Virginia monitoring air quality in ‘data center alley'

Loudoun County is home to more data centers than anywhere else in the world. For years, some residents have wondered whether data center emissions affect air quality.

Virginia’s Department of Environmental Quality (DEQ) now is testing the air to gather data.

At times, data centers use their diesel-powered backup generators as part of testing that happens monthly or sometimes more often. The testing causes dark exhaust to spew from the rooftops, a sight that causes some Loudoun residents to wonder and worry.

Those residents include Greg Pirio, who lives just down the street from a data center that also is powered with natural gas turbines.

“I, personally, on days that the diesel generators are working, these are backup diesel generators … I feel irritation in my throat and in my lungs on those days, clearly,” he said.

Now Virginia’s DEQ has launched a data center air monitoring project, Sensors have placed to test the air in seven locations, all within the so-called “data center alley” area.
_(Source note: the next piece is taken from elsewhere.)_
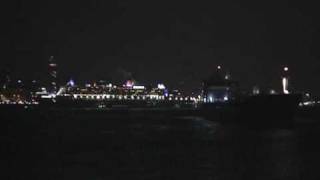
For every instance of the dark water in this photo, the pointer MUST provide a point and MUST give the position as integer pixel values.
(173, 148)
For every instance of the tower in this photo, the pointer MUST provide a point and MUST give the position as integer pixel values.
(52, 68)
(285, 81)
They’ll be moved at least twice to sample other areas.

Loudoun County’s supervisors and county staff just now are learning about the DEQ project.

But Supervisor Mike Turner welcomes the effort.
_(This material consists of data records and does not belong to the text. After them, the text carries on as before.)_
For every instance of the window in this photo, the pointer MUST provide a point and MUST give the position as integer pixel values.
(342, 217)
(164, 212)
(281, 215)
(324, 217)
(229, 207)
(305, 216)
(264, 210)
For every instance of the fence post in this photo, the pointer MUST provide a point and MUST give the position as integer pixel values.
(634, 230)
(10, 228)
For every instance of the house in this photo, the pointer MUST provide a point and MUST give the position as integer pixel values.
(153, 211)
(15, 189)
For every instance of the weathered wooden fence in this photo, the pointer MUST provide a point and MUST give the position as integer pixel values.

“When you have 250+ data centers in a 30-square mile area that are doing their testing every month, yeah, I would suspect, and that’s a circumstantial guess, that there is some impact on our air quality,” Turner said. “What that is and how much that is, I don’t know, and I would like to know how much that is.”

Pirio says he also welcomes the data too but takes a more skeptical outlook.

“It sounds like a step in a good direction,” he said. “Hopefully they are feeling the pressure, or maybe it’s from the corporations saying, ‘Oh, you’ve got to convince the public that we’re not dangerous to them.'”

While the sensors are starting out in Loudoun County, they later will be moved to Prince William County, another area with a high concentration of data centers.

The DEQ began publishing its first results Monday, reporting levels of particulate matter, nitrogen oxide (NOX) and carbon monoxide. We contacted the DEQ to get their take on what the data shows and whether any of it is cause for concern. We’re awaiting their answers.

“To have an intelligent conversation about data centers and power, you have to deal in facts,” Turner said. “You can’t deal in histrionics and you can’t deal in subjective opinion.”

Turner says what’s learned through the monitoring could help shape county decisions moving forward and could influence data centers to update to equipment with lower emissions.